Морван не стал задерживаться. Он вдохнет полной грудью у подножия своих рудников, любуясь наконец-то последним из своих творений. Перестук молотов превратился в глухую пульсацию, дрожь, скрытую за верхушками леса. На обочине дороги под зонтиками продавцы предлагали телефонные карточки, сандалии, вырезанные из шин, пальчиковые батарейки…
Быстрый взгляд на Мишеля: тот разделял его возбуждение, и головокружение тоже. После стольких километров без единой человеческой души, после стольких часов, проведенных среди дикой природы, оказаться вдруг в таком муравейнике – настоящий шок. А главное, сам этот людской приток был для Морвана доказательством, что разработка действительно началась. Суза, производитель работ, и Кросс, командующий войском, заложили фундамент королевства.
Теперь они шагали под серо-зелеными сводами, под ногами шуршали опавшие листья. Все вокруг дышало удивительной негой и пронзительной торжественностью. Внезапно он заметил нечто, совершенно ему не понравившееся: лежащие на спине трупы без головы, рук и ног. Верхняя часть ляжек была срезана: два кило нежнейшего мяса. В глубине плоти виднелись кости.
– Это еще что за дерьмо?
– Я все выясню.
– Чтоб у меня тут ничего подобного не было.
Всем известно, что ляжки – самый лучший кусок. Как умерли эти ребята? Каннибализм здесь не был ни способом выживания, ни анимистическим[47] ритуалом. Просто привычка…
Навстречу им попались первые шахтеры, вылезшие из туннелей. Обнаженные торсы, покрытые ровным алым слоем; при них были только налобные лампы (на самом деле – фонарики, закрепленные на голове ремнем), долото и молоток. Латерит проник даже в белки глаз. Вид у них был совершенно пьяный. Морван запретил алкоголь и травку, но наркотиком этих парней были темнота и колтан.

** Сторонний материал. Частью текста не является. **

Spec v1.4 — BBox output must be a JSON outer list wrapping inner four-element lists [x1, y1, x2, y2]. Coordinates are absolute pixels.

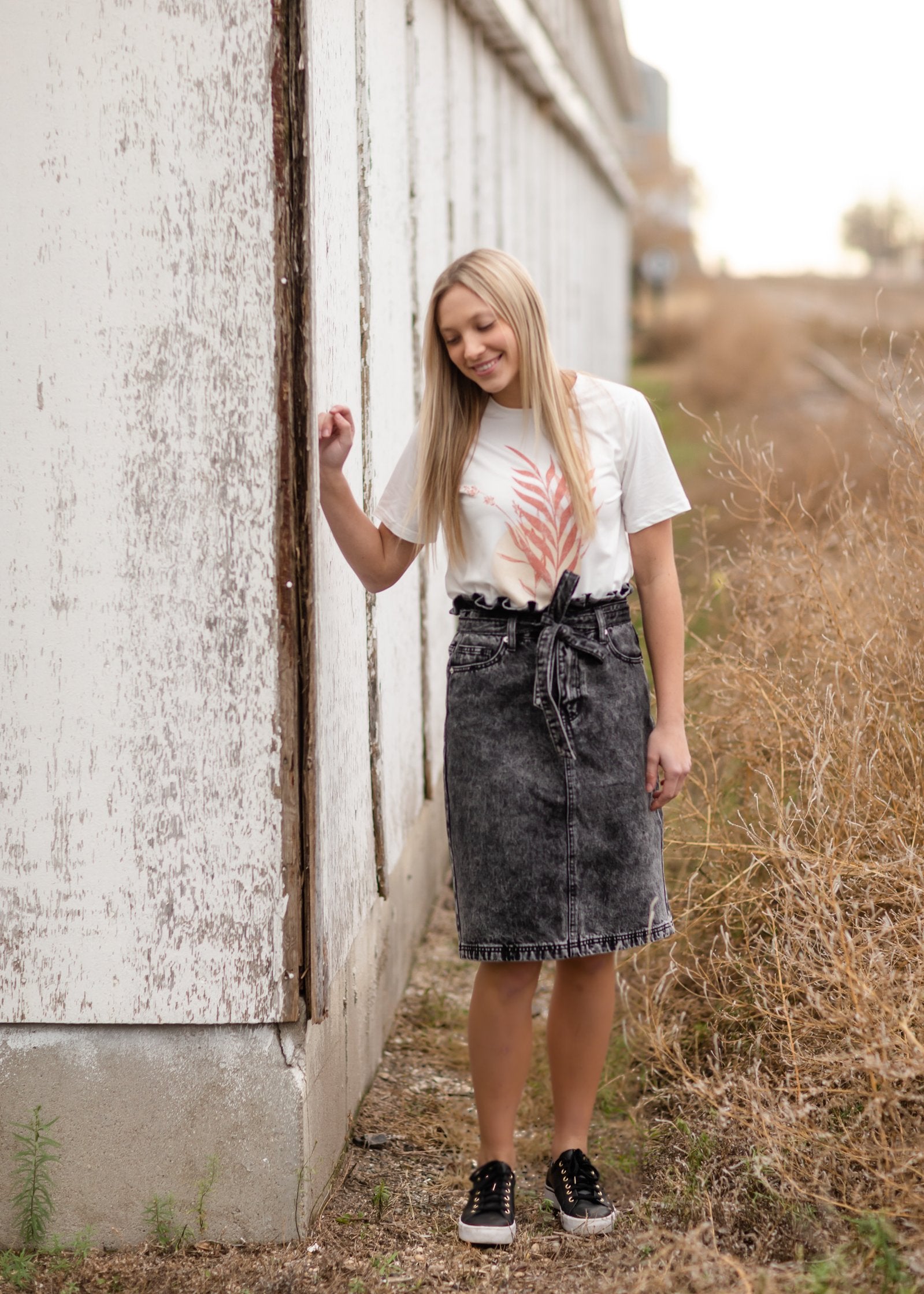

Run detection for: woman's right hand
[[317, 405, 356, 472]]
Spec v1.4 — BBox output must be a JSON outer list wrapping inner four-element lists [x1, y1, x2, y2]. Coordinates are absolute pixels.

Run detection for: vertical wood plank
[[306, 0, 377, 1019]]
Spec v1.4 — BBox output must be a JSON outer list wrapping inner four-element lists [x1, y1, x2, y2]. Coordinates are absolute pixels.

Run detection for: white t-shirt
[[373, 373, 690, 608]]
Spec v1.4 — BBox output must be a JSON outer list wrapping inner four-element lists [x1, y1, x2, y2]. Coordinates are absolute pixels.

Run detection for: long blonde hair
[[414, 247, 596, 562]]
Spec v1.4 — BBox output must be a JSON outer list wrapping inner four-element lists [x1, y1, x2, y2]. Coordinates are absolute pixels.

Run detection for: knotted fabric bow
[[533, 570, 607, 759]]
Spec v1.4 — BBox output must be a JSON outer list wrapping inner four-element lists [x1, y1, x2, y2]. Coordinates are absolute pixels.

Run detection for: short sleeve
[[373, 428, 436, 543], [622, 391, 690, 535]]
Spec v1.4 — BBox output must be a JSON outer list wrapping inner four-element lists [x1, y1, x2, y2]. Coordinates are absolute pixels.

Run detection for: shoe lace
[[574, 1150, 603, 1203], [470, 1159, 513, 1214]]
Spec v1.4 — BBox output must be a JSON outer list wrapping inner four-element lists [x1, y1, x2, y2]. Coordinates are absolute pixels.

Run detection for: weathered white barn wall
[[360, 0, 423, 872], [0, 0, 629, 1244], [0, 0, 298, 1024], [0, 802, 445, 1249]]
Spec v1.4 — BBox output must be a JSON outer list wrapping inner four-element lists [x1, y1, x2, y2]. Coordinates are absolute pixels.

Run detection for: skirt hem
[[459, 921, 676, 962]]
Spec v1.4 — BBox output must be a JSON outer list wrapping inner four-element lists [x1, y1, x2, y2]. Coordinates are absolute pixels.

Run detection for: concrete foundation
[[0, 795, 448, 1247]]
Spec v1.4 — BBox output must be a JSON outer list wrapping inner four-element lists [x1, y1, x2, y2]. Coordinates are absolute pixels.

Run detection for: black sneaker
[[459, 1159, 517, 1245], [544, 1150, 616, 1236]]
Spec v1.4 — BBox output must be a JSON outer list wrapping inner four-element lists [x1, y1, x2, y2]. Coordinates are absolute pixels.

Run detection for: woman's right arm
[[317, 405, 421, 592]]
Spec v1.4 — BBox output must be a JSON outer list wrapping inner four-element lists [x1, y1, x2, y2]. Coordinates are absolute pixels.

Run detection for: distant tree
[[841, 198, 915, 265]]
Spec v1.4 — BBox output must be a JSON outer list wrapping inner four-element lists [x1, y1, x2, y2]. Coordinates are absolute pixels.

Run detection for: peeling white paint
[[0, 0, 283, 1022], [0, 0, 628, 1024]]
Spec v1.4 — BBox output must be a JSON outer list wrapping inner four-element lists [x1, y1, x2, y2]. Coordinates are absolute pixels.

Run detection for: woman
[[318, 249, 690, 1245]]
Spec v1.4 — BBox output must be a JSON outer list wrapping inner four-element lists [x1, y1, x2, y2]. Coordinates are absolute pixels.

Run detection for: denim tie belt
[[533, 570, 607, 759]]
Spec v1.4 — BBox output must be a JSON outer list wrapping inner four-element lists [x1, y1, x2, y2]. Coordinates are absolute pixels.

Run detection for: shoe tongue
[[471, 1159, 513, 1181]]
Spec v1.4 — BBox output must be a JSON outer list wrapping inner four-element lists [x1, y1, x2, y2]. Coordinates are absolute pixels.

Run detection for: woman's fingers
[[644, 727, 690, 810]]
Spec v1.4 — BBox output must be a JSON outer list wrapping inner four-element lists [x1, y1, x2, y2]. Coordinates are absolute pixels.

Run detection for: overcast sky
[[621, 0, 924, 275]]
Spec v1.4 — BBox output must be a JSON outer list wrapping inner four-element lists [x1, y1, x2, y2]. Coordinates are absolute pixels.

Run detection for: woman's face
[[436, 283, 522, 407]]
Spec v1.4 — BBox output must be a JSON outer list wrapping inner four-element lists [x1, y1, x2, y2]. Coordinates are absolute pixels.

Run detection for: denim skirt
[[444, 570, 674, 962]]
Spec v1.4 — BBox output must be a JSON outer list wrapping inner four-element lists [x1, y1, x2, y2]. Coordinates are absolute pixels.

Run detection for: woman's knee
[[477, 962, 542, 1002], [555, 952, 616, 987]]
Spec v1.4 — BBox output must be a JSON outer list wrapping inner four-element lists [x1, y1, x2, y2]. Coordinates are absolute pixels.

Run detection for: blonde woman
[[318, 249, 690, 1245]]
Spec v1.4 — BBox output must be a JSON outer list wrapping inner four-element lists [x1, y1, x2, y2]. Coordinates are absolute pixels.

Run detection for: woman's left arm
[[629, 518, 690, 809]]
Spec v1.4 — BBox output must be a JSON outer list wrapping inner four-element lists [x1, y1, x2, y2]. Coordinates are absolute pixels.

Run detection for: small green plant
[[144, 1195, 189, 1249], [370, 1254, 398, 1276], [195, 1154, 218, 1236], [0, 1249, 35, 1290], [806, 1258, 841, 1294], [373, 1181, 391, 1220], [13, 1105, 61, 1249]]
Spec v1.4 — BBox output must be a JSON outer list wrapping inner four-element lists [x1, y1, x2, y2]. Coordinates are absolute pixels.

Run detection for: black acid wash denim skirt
[[444, 570, 674, 962]]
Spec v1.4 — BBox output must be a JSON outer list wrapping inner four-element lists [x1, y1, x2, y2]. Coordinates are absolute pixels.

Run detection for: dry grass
[[0, 285, 924, 1294], [611, 339, 924, 1289]]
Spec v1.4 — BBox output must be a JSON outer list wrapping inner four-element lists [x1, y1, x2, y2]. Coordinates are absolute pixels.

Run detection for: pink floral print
[[484, 445, 588, 603]]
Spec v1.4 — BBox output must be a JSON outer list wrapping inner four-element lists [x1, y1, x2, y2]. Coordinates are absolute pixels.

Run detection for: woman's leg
[[469, 962, 542, 1169], [546, 952, 616, 1159]]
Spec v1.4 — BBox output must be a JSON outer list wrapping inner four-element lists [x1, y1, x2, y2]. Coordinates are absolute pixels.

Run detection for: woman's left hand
[[644, 722, 691, 810]]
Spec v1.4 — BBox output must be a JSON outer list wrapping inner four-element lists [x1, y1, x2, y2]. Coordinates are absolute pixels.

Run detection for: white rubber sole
[[542, 1187, 616, 1236], [459, 1218, 517, 1245]]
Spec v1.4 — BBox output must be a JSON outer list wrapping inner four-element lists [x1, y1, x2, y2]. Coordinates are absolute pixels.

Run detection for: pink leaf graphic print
[[489, 445, 598, 600]]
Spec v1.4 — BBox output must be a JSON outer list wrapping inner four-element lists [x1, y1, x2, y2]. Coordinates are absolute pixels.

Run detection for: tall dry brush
[[626, 342, 924, 1234]]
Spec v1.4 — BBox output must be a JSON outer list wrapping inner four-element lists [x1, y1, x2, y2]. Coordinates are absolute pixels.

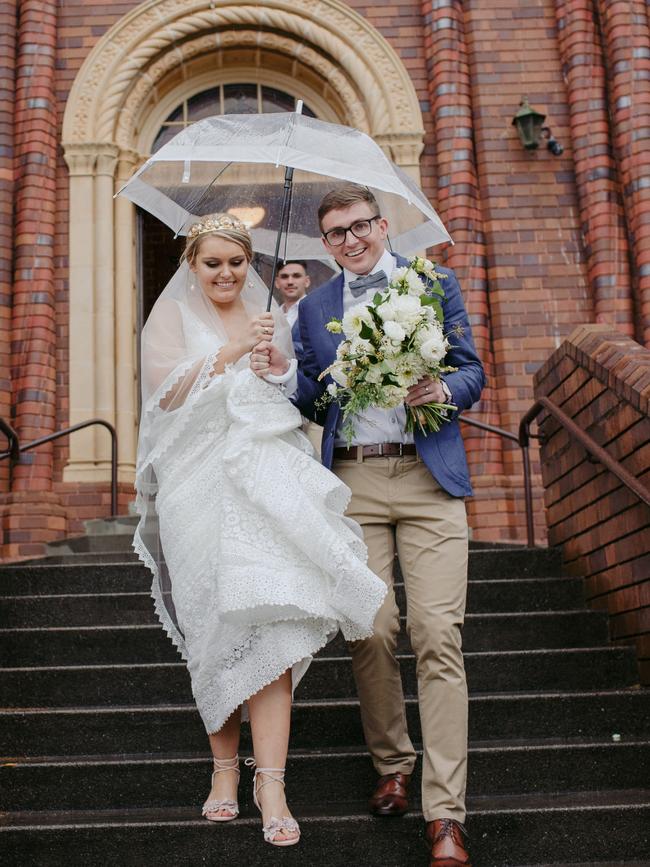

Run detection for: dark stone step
[[0, 548, 562, 596], [46, 528, 135, 557], [13, 551, 140, 569], [0, 647, 638, 707], [2, 786, 650, 867], [0, 739, 650, 815], [0, 578, 582, 628], [0, 611, 607, 667], [0, 689, 650, 756], [0, 561, 151, 596]]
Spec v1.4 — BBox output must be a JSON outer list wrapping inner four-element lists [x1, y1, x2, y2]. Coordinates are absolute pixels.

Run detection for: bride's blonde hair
[[181, 213, 253, 265]]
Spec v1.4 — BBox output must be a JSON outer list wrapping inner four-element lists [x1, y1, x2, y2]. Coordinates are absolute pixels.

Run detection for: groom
[[293, 184, 485, 867]]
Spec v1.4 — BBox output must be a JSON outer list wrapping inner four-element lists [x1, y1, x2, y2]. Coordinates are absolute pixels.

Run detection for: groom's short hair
[[318, 184, 379, 229]]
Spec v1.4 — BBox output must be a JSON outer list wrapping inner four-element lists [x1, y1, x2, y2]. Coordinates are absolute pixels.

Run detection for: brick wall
[[535, 325, 650, 683]]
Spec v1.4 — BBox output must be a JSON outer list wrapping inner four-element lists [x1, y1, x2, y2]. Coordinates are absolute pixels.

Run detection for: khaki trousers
[[332, 456, 468, 822]]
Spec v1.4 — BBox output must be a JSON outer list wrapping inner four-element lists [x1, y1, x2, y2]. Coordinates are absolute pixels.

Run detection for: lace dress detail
[[134, 370, 386, 733]]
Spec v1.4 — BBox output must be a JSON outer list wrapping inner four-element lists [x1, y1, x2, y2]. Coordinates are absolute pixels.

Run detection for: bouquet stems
[[405, 401, 458, 434]]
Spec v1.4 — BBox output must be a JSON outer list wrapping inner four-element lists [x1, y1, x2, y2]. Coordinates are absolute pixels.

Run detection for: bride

Сказать, что они стали частью земли, было бы тавтологией: они земля и есть.
Он отдал распоряжения. Разгружать оборудование, приглядывать за оружием. На самом деле ему хотелось встретиться со своей горой в одиночестве. Он вышел из леса и окинул взглядом алую тропу, усеянную колодцами, – около каждой выемки стоял человек с «калашом». Мир троглодитов. Всюду копошились люди – в ямах, на склонах, у подножия горы. Рабочие с мешками на плече спускались по ступенькам, выдолбленным в скале, другие поднимались, на четвереньках, цепляясь за кусты, которые служили поручнями. Все тонуло в алой пыли. От одного взгляда на эту картину начинало щипать глаза и саднить горло. После передоза влаги начиналась иная эра – скал и сухости.
Этот тайный рудник, которого не было ни на одной карте, принадлежал Морвану. Он стал повелителем войны, полевым командиром, одним из рабовладельцев. И не испытывал от этого ни гордости, ни сожалений. Сюда его привел долг, и он был готов противостоять мятежникам, обвалам и болезням, чтобы заполучить еще несколько миллионов, которые передаст по завещанию.